Sir Ranulph (right) during the Marathon des Sables in 2015

Fiennes admits his heart attack continues to haunt him. “The doctor at the Bristol Royal Infirmary gave me two bypasses – one was my mammary gland, which men don’t use, and the other was an 11-inch bit of ‘spaghetti’ from an inner leg. He said the average that they would last is 15 years. That was over 15 years ago.”

He has tried to improve his diet by eating more oily fish although, he remains confused by the changing advice. “I go more for butter than I did when it had a bad name. I don’t eat eggs much, but I should because they’ve gone onto the good side. I drink a glass of red wine five times a week, but I am not sure whether it’s good or bad because each time you read the newspaper it seems to change.”

He adds that having cider vinegar on his salads has helped to fend off arthritis. But it is the spectre of mental decline that troubles him most. “I was trying to remember the name of a film actor and it took a long time to remember that. I’m worried about Alzheimer’s and Parkinson’s or things which catch you at a certain age.”
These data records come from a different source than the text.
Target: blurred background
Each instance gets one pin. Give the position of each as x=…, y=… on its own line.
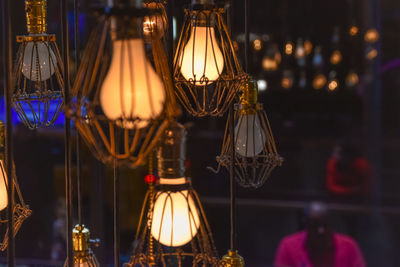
x=328, y=75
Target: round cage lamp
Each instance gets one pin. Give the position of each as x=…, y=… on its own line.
x=83, y=254
x=256, y=155
x=173, y=229
x=21, y=211
x=121, y=103
x=38, y=71
x=207, y=73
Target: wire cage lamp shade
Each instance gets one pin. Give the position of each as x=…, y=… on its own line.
x=120, y=102
x=256, y=155
x=206, y=70
x=38, y=71
x=173, y=229
x=21, y=211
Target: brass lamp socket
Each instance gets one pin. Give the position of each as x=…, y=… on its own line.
x=171, y=152
x=233, y=259
x=249, y=97
x=36, y=16
x=80, y=239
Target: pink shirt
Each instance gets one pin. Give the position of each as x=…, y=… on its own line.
x=292, y=252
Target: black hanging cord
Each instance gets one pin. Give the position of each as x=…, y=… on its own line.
x=7, y=56
x=116, y=216
x=78, y=152
x=68, y=180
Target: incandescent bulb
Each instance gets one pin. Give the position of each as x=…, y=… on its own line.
x=202, y=59
x=131, y=89
x=39, y=61
x=250, y=139
x=3, y=187
x=175, y=217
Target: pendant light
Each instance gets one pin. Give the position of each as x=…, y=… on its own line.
x=173, y=226
x=38, y=71
x=206, y=71
x=121, y=101
x=83, y=254
x=21, y=211
x=256, y=155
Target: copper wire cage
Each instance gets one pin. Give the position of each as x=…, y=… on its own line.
x=38, y=76
x=149, y=251
x=123, y=138
x=207, y=73
x=256, y=154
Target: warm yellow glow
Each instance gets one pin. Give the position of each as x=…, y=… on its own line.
x=308, y=47
x=319, y=81
x=38, y=52
x=371, y=36
x=353, y=30
x=332, y=85
x=131, y=89
x=3, y=187
x=175, y=218
x=257, y=44
x=289, y=48
x=336, y=57
x=202, y=59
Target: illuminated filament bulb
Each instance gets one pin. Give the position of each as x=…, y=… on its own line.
x=202, y=60
x=131, y=89
x=175, y=216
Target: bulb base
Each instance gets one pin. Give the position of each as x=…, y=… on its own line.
x=249, y=97
x=233, y=259
x=36, y=16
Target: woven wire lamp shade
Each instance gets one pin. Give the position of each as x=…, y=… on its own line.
x=206, y=70
x=128, y=131
x=256, y=155
x=38, y=72
x=149, y=251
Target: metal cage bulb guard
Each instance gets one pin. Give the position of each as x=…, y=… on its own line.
x=206, y=70
x=38, y=71
x=256, y=155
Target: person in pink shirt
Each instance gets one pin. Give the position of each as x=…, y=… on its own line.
x=318, y=245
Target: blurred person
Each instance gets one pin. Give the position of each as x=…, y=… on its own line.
x=318, y=245
x=347, y=172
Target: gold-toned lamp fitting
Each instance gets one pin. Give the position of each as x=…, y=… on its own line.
x=80, y=238
x=36, y=16
x=249, y=97
x=233, y=259
x=171, y=152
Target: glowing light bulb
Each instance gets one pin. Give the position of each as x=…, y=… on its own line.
x=39, y=61
x=175, y=217
x=202, y=59
x=3, y=187
x=131, y=89
x=250, y=138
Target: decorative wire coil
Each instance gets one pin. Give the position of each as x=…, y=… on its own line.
x=251, y=169
x=20, y=212
x=107, y=138
x=148, y=251
x=38, y=77
x=199, y=94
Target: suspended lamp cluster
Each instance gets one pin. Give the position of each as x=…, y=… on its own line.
x=256, y=155
x=38, y=71
x=207, y=73
x=119, y=97
x=173, y=229
x=21, y=211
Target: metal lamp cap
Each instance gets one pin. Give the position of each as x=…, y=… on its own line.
x=233, y=259
x=36, y=16
x=80, y=238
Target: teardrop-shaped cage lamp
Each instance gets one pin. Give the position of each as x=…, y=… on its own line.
x=206, y=70
x=38, y=71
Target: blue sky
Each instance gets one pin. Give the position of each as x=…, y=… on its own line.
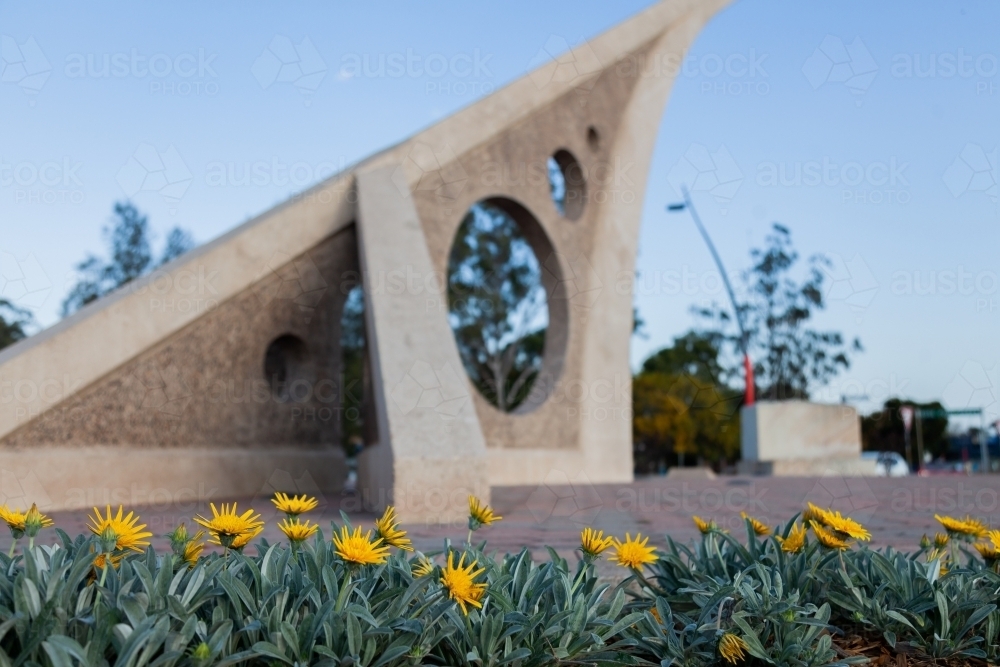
x=887, y=113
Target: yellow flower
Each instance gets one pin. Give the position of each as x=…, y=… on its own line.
x=359, y=549
x=423, y=567
x=101, y=560
x=988, y=551
x=843, y=524
x=968, y=526
x=297, y=532
x=34, y=521
x=633, y=553
x=480, y=514
x=294, y=505
x=193, y=549
x=758, y=526
x=593, y=543
x=732, y=648
x=241, y=540
x=388, y=529
x=124, y=531
x=827, y=538
x=461, y=582
x=14, y=520
x=705, y=527
x=994, y=537
x=229, y=528
x=795, y=541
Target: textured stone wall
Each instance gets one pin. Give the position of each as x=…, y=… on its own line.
x=205, y=385
x=512, y=165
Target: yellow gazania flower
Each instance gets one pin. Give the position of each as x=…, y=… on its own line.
x=240, y=541
x=795, y=541
x=706, y=527
x=193, y=549
x=968, y=526
x=633, y=553
x=34, y=521
x=14, y=520
x=126, y=533
x=988, y=551
x=759, y=527
x=359, y=549
x=846, y=525
x=297, y=532
x=732, y=648
x=102, y=559
x=423, y=567
x=228, y=528
x=593, y=543
x=827, y=538
x=480, y=514
x=994, y=537
x=461, y=582
x=388, y=529
x=294, y=505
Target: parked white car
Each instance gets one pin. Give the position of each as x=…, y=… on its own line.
x=888, y=464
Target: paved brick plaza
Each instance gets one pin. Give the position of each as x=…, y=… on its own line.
x=897, y=511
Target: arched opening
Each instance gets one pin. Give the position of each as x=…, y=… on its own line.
x=288, y=369
x=505, y=304
x=567, y=184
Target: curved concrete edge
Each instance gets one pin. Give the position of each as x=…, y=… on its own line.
x=66, y=478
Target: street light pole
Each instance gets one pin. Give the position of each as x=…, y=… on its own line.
x=688, y=205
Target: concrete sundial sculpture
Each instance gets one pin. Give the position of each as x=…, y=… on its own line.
x=157, y=393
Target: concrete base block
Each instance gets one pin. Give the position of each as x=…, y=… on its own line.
x=833, y=467
x=697, y=472
x=61, y=478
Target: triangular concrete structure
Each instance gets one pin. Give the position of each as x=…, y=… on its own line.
x=157, y=393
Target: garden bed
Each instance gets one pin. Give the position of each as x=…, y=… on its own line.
x=808, y=592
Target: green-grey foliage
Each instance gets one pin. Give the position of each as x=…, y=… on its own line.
x=307, y=607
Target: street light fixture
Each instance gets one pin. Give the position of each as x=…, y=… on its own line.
x=688, y=205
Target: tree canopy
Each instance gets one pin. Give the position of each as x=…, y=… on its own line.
x=497, y=306
x=131, y=257
x=789, y=356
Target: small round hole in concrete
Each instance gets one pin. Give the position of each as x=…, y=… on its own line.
x=286, y=369
x=593, y=138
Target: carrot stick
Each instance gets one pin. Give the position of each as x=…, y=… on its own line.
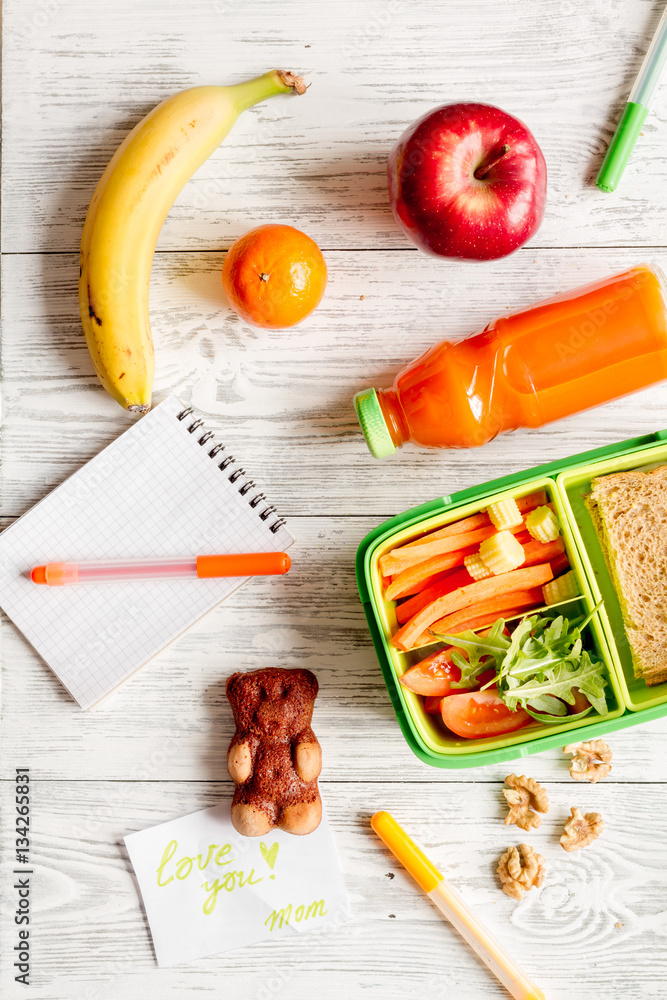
x=456, y=528
x=409, y=580
x=429, y=580
x=458, y=578
x=536, y=552
x=480, y=520
x=473, y=593
x=458, y=621
x=400, y=559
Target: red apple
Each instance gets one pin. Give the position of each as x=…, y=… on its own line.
x=467, y=180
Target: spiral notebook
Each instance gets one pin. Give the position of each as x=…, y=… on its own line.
x=163, y=488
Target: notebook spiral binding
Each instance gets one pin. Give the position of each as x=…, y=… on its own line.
x=228, y=462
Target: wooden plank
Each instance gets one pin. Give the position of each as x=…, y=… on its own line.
x=282, y=400
x=319, y=162
x=600, y=908
x=171, y=721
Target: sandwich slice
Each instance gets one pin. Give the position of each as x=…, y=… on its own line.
x=629, y=511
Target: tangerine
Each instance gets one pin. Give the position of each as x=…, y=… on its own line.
x=274, y=276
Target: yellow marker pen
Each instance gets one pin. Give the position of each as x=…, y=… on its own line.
x=452, y=906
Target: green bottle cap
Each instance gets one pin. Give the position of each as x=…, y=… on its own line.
x=621, y=146
x=373, y=424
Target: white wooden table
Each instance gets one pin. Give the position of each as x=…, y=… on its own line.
x=77, y=75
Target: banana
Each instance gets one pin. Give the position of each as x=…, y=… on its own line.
x=125, y=217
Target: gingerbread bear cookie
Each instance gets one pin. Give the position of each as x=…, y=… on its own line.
x=274, y=758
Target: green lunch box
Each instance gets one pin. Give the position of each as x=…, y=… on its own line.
x=566, y=483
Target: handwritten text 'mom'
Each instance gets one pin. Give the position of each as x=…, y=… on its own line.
x=280, y=917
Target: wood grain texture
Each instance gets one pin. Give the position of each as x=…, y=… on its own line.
x=85, y=73
x=599, y=909
x=282, y=400
x=76, y=76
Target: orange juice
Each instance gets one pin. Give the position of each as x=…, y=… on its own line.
x=558, y=357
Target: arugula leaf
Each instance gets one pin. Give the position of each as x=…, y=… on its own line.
x=483, y=652
x=559, y=681
x=537, y=667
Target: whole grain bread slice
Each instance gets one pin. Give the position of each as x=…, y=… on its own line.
x=629, y=511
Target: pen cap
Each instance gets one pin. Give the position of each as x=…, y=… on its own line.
x=246, y=564
x=406, y=851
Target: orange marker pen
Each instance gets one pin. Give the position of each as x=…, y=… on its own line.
x=58, y=574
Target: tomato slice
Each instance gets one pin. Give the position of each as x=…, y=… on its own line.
x=581, y=702
x=477, y=714
x=432, y=676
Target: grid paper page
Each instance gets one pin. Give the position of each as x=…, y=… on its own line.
x=154, y=492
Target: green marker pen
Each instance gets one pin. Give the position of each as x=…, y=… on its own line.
x=635, y=112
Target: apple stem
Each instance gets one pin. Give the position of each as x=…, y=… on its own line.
x=483, y=170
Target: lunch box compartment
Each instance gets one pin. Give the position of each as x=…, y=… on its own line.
x=425, y=730
x=566, y=482
x=573, y=486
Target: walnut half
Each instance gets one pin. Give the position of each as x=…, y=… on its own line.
x=523, y=796
x=517, y=873
x=581, y=830
x=590, y=761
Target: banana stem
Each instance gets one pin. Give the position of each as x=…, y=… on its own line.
x=277, y=81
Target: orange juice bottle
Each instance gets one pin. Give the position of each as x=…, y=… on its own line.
x=558, y=357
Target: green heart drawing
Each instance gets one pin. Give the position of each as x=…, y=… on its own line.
x=269, y=854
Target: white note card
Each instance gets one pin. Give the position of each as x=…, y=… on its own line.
x=163, y=488
x=208, y=890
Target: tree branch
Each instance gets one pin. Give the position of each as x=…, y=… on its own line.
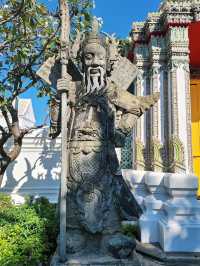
x=14, y=15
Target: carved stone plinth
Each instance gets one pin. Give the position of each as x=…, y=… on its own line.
x=95, y=260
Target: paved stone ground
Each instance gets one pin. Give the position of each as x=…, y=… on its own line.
x=147, y=261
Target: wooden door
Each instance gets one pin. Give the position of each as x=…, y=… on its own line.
x=195, y=101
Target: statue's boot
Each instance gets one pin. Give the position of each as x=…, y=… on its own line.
x=119, y=246
x=75, y=241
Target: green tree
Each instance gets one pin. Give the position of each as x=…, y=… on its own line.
x=29, y=34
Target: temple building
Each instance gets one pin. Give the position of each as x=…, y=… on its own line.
x=166, y=50
x=161, y=160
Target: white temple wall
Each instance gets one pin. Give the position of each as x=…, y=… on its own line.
x=37, y=169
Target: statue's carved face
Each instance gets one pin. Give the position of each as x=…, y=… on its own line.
x=94, y=59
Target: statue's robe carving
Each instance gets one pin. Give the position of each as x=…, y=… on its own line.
x=98, y=198
x=102, y=114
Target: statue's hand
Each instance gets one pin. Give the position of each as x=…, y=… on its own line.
x=66, y=85
x=63, y=84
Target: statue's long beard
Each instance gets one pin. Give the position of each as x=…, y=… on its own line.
x=95, y=83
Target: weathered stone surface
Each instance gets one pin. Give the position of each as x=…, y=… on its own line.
x=96, y=260
x=101, y=116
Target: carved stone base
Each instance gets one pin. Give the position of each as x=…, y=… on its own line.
x=95, y=260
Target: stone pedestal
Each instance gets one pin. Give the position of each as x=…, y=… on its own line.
x=171, y=213
x=180, y=226
x=152, y=204
x=95, y=260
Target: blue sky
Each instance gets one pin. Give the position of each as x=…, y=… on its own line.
x=118, y=16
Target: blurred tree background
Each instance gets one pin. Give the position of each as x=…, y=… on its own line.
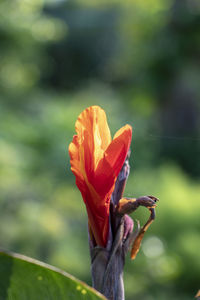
x=138, y=60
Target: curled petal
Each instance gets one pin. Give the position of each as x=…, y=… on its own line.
x=96, y=161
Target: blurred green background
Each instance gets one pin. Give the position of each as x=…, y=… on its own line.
x=138, y=60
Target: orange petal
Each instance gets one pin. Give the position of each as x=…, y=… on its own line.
x=113, y=160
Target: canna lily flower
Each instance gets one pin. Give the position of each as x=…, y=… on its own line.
x=96, y=161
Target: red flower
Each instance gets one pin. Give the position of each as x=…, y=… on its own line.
x=96, y=161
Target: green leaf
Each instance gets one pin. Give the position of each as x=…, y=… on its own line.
x=23, y=278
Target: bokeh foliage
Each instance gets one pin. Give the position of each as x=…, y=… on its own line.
x=137, y=59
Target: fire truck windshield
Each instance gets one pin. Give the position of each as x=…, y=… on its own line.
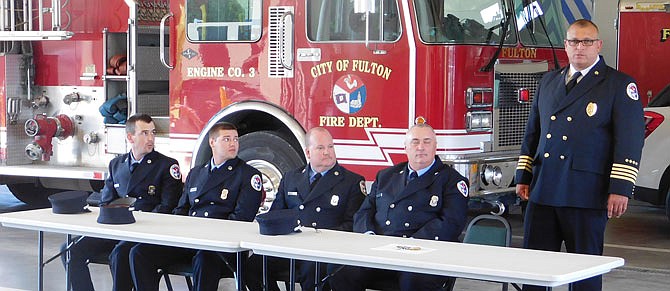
x=482, y=21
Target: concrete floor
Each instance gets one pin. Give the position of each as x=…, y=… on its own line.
x=642, y=237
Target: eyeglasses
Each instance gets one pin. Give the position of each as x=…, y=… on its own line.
x=584, y=42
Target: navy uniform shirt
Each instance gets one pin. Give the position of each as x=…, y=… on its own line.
x=330, y=204
x=580, y=147
x=232, y=191
x=155, y=182
x=433, y=206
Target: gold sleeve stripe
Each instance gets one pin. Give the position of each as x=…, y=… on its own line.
x=622, y=166
x=623, y=178
x=525, y=158
x=624, y=171
x=623, y=174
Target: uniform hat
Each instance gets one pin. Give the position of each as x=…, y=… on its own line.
x=117, y=212
x=69, y=202
x=278, y=222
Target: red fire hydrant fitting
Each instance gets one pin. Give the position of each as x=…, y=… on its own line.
x=45, y=128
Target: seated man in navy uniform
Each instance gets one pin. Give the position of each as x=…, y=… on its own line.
x=422, y=199
x=325, y=194
x=223, y=188
x=151, y=177
x=585, y=131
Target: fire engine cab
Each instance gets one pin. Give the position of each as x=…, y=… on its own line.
x=73, y=70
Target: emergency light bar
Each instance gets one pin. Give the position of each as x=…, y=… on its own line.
x=35, y=35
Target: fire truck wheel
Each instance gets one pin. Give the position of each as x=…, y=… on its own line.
x=272, y=155
x=31, y=193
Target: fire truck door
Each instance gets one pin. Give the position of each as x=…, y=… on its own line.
x=349, y=62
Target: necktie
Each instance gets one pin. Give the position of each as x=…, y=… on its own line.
x=411, y=177
x=133, y=166
x=313, y=180
x=573, y=81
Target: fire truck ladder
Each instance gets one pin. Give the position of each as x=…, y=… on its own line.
x=17, y=17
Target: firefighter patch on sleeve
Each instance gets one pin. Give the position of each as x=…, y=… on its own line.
x=175, y=172
x=463, y=188
x=631, y=90
x=256, y=182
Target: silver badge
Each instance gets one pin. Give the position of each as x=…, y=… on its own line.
x=591, y=109
x=433, y=201
x=334, y=200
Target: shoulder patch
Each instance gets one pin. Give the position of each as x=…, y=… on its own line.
x=463, y=188
x=175, y=172
x=363, y=188
x=631, y=90
x=256, y=182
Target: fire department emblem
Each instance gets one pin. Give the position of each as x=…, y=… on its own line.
x=256, y=182
x=349, y=94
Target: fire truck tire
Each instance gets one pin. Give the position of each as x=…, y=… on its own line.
x=272, y=155
x=31, y=193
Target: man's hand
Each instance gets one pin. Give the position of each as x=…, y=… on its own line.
x=616, y=205
x=523, y=191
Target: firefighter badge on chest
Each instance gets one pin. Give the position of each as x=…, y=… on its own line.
x=433, y=201
x=334, y=200
x=591, y=109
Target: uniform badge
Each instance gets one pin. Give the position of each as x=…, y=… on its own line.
x=256, y=182
x=334, y=200
x=174, y=171
x=631, y=90
x=433, y=201
x=591, y=109
x=463, y=188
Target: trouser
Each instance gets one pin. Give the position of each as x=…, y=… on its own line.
x=350, y=278
x=305, y=271
x=582, y=230
x=208, y=266
x=90, y=248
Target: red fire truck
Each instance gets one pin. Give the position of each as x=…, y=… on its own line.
x=364, y=69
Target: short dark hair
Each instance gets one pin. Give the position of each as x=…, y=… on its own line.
x=132, y=121
x=217, y=127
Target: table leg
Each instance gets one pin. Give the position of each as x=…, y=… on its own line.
x=240, y=281
x=317, y=277
x=292, y=275
x=265, y=274
x=67, y=263
x=40, y=258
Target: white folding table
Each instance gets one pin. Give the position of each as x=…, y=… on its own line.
x=153, y=228
x=501, y=264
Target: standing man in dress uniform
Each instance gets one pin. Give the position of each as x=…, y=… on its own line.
x=580, y=154
x=325, y=194
x=224, y=188
x=151, y=177
x=422, y=199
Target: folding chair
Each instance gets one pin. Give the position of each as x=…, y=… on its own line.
x=498, y=234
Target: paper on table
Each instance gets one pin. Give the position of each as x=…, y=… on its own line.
x=406, y=249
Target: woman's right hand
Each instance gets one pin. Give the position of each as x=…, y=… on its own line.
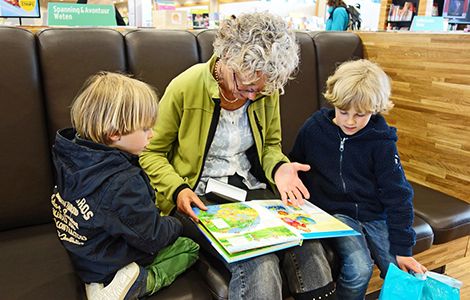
x=184, y=200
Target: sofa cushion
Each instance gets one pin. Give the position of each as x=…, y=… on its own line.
x=26, y=174
x=448, y=216
x=158, y=56
x=34, y=265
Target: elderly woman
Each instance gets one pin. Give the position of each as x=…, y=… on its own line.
x=221, y=120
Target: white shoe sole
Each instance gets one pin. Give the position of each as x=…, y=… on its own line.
x=121, y=284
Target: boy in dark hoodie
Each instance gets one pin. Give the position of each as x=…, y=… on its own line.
x=103, y=203
x=356, y=175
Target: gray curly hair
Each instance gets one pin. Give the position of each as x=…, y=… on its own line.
x=258, y=42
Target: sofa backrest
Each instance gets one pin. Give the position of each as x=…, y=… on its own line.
x=68, y=56
x=41, y=74
x=25, y=173
x=158, y=56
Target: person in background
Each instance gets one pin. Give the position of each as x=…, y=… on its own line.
x=103, y=203
x=356, y=175
x=338, y=19
x=221, y=120
x=119, y=19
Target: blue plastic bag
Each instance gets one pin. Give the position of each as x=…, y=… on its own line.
x=399, y=285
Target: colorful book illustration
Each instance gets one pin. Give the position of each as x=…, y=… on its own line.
x=309, y=220
x=243, y=230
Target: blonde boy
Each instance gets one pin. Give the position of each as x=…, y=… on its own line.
x=356, y=175
x=103, y=204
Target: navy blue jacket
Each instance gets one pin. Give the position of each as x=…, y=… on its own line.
x=104, y=208
x=359, y=175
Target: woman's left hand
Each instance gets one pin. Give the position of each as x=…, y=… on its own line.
x=289, y=184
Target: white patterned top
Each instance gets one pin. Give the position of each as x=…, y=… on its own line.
x=227, y=154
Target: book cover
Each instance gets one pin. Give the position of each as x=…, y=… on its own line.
x=244, y=226
x=243, y=254
x=243, y=230
x=309, y=220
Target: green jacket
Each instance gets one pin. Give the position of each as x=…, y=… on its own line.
x=187, y=119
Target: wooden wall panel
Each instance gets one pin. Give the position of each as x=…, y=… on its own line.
x=431, y=92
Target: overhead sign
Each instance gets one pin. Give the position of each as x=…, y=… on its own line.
x=68, y=14
x=427, y=24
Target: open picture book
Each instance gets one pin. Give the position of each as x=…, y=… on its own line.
x=241, y=230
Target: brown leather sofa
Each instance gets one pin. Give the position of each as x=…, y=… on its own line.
x=39, y=76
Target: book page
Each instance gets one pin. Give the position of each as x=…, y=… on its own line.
x=239, y=227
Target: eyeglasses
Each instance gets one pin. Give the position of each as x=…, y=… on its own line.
x=263, y=91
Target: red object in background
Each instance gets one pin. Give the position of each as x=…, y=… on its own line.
x=13, y=2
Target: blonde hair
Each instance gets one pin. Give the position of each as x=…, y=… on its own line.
x=361, y=84
x=258, y=42
x=111, y=103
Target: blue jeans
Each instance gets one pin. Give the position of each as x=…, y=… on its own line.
x=305, y=267
x=358, y=254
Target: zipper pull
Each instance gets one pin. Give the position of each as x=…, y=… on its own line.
x=341, y=146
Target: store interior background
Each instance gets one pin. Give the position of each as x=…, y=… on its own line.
x=139, y=12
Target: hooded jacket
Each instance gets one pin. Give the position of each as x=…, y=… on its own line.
x=357, y=175
x=104, y=210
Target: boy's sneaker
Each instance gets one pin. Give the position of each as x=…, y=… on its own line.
x=118, y=288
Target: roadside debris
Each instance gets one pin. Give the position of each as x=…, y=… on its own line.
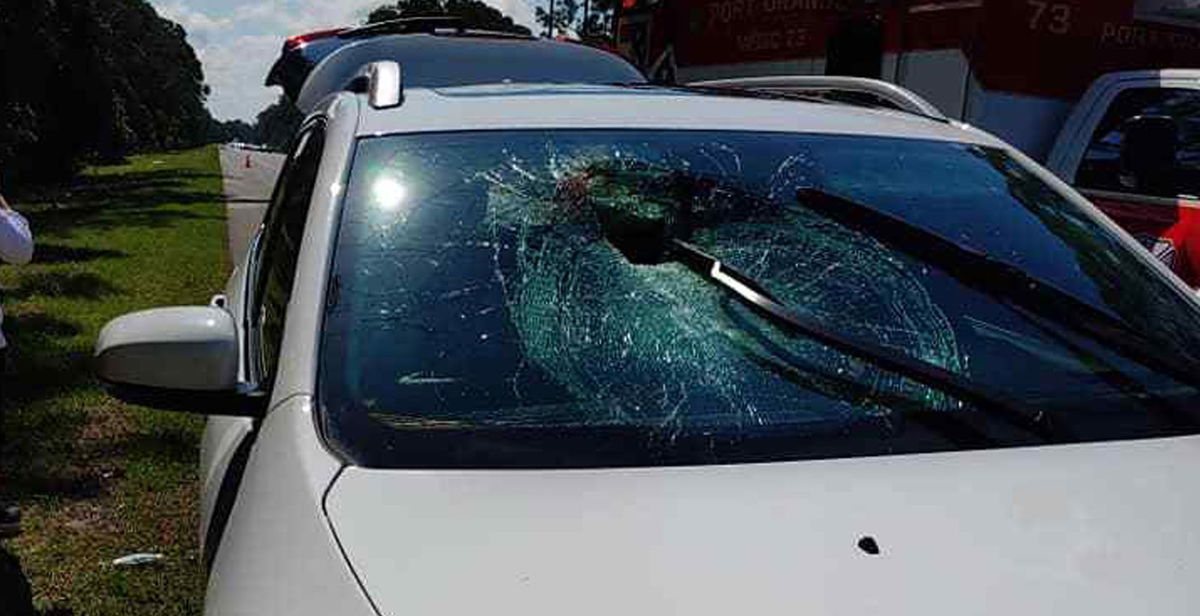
x=138, y=558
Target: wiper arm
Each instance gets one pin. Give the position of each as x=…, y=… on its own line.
x=928, y=374
x=995, y=277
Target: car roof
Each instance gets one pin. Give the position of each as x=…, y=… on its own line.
x=645, y=107
x=466, y=58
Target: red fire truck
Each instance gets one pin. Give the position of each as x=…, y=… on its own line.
x=1079, y=84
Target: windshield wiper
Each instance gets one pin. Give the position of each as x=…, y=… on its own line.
x=997, y=279
x=647, y=240
x=924, y=372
Finally, our conversation turns to mental health. Sir Ranulph has suffered traumatic life experiences, notably the death of his first wife Ginny from stomach cancer, aged 56, in 2004 – but he says he has never faced long-term mental health problems. “I’m lucky enough not to get over-depressed. You might call it slightly moody, but that’s about it,” he says.

He has a tried and trusted solution, which perhaps best sums up his ­positive approach to life. “All I do is pick up a copy of The Economist and read about what’s happening around the world,” he says. “And it makes you feel lucky to be a Brit.”

Mad, Bad and Dangerous to Know by Ranulph Fiennes, updated and revised edition, is now published in hardcover by Hodder & Stoughton

 

How to stay active in later life

Coach and rehab therapist James Dunne (kinetic-revolution.com) and trainer Ben Camara (remotecoach.fit) share their tips...

ALWAYS WARM UP

Before any exercise, mobilise stiff areas such as the ankles and lower back.

FOCUS ON EFFORT

Your body can feel different each day so don’t  focus on pace, Think instead about perceived effort.

RECOVER WELL

Recovery is crucial. Make sure you take plenty of “‘easy days”,’ too.

USE IT OR LOSE IT

Muscular strength decreases with age. Exercises like bodyweight squats will help you to maintain muscle and will protect your knees.

MOVE IN THE MORNING

Simple morning movement routines can keep your joints functioning correctly. Think especially about your feet, hips, shoulders and spine.

MIX IT UP

Listen to your body and don’t just ignore aches and pains. And add in some gentler swimming or cycling between running days.

BOOST YOUR BRAIN

Cognitive health is key. Brain training with Sudoko orand Scrabble, for example, will keep your brain healthy.